IV.  Réplique du plaignant

[21]  Le plaignant soutient que les observations de l’intimée évoquées aux paragraphes 17 et 18, tentent d’avancer des éléments de preuve qui n’ont pas encore été produits devant le Tribunal dans le cadre de l’audience de novo que je dois tenir en vue du réexamen de la présente affaire, conformément à la décision procédurale. Il estime que la mesure dans laquelle d’autres candidats ont été exclus ou pas du processus de sélection de Vancouver 2003‑1002 sur la base de la restriction d’admissibilité est très pertinente  à la question de savoir s’il a été éliminé du processus pour des motifs discriminatoires. Il ajoute qu’en divulguant plus tôt cette année les documents concernant les candidatures exclues du processus 2003‑1002, l’intimée a déjà reconnu que ces documents étaient pertinents.

[22]  Le plaignant soutient par ailleurs que la présentation des observations concernant le dossier de candidature de Laura Keble mentionné au paragraphe 19, constitue une autre tentative de l’intimée de fournir des éléments de preuve dont le Tribunal n’est pas saisi. Il ajoute que la question de l’application de la restriction d’admissibilité doit être tranchée par le Tribunal dans le cadre de l’audience de novo.

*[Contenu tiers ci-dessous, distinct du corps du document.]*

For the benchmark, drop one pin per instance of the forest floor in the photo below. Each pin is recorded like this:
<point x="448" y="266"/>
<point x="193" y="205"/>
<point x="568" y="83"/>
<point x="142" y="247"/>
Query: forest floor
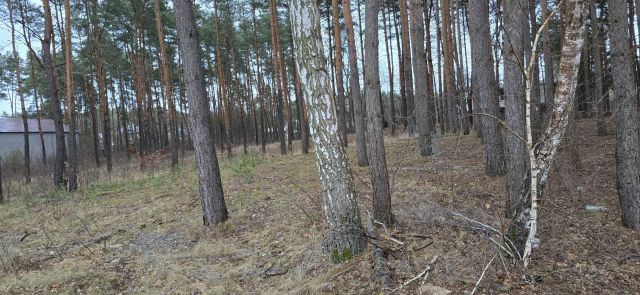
<point x="142" y="232"/>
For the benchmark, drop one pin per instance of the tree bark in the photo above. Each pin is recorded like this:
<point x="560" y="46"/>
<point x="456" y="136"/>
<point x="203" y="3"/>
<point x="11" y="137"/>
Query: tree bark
<point x="344" y="235"/>
<point x="212" y="196"/>
<point x="422" y="95"/>
<point x="549" y="84"/>
<point x="278" y="77"/>
<point x="409" y="119"/>
<point x="356" y="94"/>
<point x="168" y="85"/>
<point x="524" y="226"/>
<point x="38" y="110"/>
<point x="596" y="53"/>
<point x="485" y="87"/>
<point x="25" y="125"/>
<point x="515" y="18"/>
<point x="625" y="89"/>
<point x="47" y="61"/>
<point x="72" y="183"/>
<point x="449" y="86"/>
<point x="379" y="178"/>
<point x="392" y="103"/>
<point x="342" y="114"/>
<point x="102" y="88"/>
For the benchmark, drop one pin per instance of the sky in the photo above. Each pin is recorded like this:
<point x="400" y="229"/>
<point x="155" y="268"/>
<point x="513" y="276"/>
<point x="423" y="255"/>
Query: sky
<point x="5" y="46"/>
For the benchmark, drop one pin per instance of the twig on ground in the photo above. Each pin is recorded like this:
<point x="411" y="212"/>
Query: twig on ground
<point x="388" y="234"/>
<point x="53" y="245"/>
<point x="424" y="273"/>
<point x="482" y="275"/>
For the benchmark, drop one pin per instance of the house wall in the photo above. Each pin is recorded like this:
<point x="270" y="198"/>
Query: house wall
<point x="12" y="145"/>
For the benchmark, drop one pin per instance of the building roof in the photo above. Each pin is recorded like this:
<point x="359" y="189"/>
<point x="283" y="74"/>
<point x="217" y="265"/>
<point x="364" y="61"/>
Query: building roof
<point x="15" y="125"/>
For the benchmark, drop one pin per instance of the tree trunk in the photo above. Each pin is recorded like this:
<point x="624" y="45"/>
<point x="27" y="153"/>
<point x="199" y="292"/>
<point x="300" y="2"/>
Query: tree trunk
<point x="449" y="86"/>
<point x="485" y="87"/>
<point x="392" y="102"/>
<point x="47" y="61"/>
<point x="549" y="84"/>
<point x="38" y="110"/>
<point x="524" y="226"/>
<point x="123" y="110"/>
<point x="596" y="53"/>
<point x="379" y="179"/>
<point x="72" y="183"/>
<point x="277" y="76"/>
<point x="535" y="86"/>
<point x="354" y="81"/>
<point x="302" y="113"/>
<point x="409" y="119"/>
<point x="168" y="85"/>
<point x="625" y="89"/>
<point x="212" y="196"/>
<point x="25" y="125"/>
<point x="263" y="112"/>
<point x="342" y="114"/>
<point x="515" y="18"/>
<point x="102" y="88"/>
<point x="432" y="101"/>
<point x="422" y="96"/>
<point x="1" y="191"/>
<point x="441" y="98"/>
<point x="344" y="236"/>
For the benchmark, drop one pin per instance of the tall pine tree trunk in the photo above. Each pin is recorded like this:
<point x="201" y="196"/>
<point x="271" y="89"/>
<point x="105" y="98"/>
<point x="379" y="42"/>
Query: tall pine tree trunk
<point x="485" y="87"/>
<point x="342" y="116"/>
<point x="408" y="75"/>
<point x="625" y="89"/>
<point x="379" y="177"/>
<point x="47" y="61"/>
<point x="25" y="125"/>
<point x="515" y="18"/>
<point x="168" y="85"/>
<point x="72" y="183"/>
<point x="356" y="95"/>
<point x="212" y="196"/>
<point x="422" y="96"/>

[23]  Le plaignant fait également valoir que les documents relatifs à l’embauche des étudiants dans le cadre du programme de transition des étudiants établissent la discrimination systémique et sont hautement pertinents à la question de savoir si un plaignant particulier a été soumis à un traitement différentiel.

V.  Question

[24]  Les documents que le plaignant demande à l’intimée de produire, tels qu’ils sont décrits au paragraphe 5 ci-dessus (à l’exception des documents mentionnés au paragraphe 7 ci-dessus), sont‑ils potentiellement pertinents et faut-il ordonner leur production?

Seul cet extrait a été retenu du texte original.